Key drawbacks or disadvantages of this chart come from its not showcasing time data or volume to reduce noise. It might lead to delayed signals, especially in a volatile market, which might in turn result in making market entry or exits at an unfavourable time.

2. Is the Renko chart profitable?

In terms of booking profit from trades using this chart, using it alone might not be wise. Combine its forecasts with other technical indicators such as the RSI, MACD, etc, and make trade decisions.

3. What is the best brick size for Renko?

While there is no fixed best size for this chart, you might follow strategies of what other traders do. Usually, traders set a brick size of about 1/20th of an asset’s price, which means setting an INR 5 block size for a stock trading at INR 100.

4. Which timeframe is best for a Renko chart?

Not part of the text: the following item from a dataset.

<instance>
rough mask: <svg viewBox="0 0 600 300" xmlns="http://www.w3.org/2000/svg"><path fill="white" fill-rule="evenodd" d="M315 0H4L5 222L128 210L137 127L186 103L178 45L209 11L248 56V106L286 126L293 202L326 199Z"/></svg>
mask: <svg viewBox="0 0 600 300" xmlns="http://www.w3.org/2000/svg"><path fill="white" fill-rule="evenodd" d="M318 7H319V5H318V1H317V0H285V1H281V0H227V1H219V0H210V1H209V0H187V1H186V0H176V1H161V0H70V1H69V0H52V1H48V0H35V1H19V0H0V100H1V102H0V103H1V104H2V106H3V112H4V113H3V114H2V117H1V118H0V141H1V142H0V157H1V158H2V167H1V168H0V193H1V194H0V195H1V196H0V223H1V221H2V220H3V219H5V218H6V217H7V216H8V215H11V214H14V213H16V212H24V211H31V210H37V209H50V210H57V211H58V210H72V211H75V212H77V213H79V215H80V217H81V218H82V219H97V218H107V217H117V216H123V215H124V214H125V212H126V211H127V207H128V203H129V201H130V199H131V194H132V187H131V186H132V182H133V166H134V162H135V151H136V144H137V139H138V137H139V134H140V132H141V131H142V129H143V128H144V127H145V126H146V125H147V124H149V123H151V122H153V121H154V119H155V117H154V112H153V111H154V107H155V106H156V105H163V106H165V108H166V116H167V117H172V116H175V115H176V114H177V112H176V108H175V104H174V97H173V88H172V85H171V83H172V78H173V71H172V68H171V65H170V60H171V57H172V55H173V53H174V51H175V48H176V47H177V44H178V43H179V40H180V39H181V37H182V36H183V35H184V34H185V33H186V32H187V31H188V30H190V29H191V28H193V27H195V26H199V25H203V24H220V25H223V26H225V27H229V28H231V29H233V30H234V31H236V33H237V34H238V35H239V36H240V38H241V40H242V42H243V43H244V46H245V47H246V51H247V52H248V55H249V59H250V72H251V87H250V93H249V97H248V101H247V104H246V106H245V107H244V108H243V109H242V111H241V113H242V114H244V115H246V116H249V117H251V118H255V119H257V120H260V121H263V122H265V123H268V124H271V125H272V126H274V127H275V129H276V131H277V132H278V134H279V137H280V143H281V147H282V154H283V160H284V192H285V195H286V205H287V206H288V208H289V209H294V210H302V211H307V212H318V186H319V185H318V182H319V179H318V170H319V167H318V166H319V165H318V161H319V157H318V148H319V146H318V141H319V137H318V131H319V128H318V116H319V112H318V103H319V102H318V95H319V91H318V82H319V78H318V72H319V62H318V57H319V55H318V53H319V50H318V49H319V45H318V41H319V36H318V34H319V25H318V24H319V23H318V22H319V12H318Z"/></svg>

There is no specific time frame for this chart as it depends on your trading strategy and other factors. For example, if you are participating in day trades, set time frames for 5 minutes or 15 minutes. For delivery or swing trades, setting a daily chart might be effective.

5. When to use a Renko chart?

You can employ a Renko chart to identify the potential price trends. For example, use green bricks to enter a long position and red ones to enter a short position. You can also use it when you are looking for range, breakout, pattern trading, etc.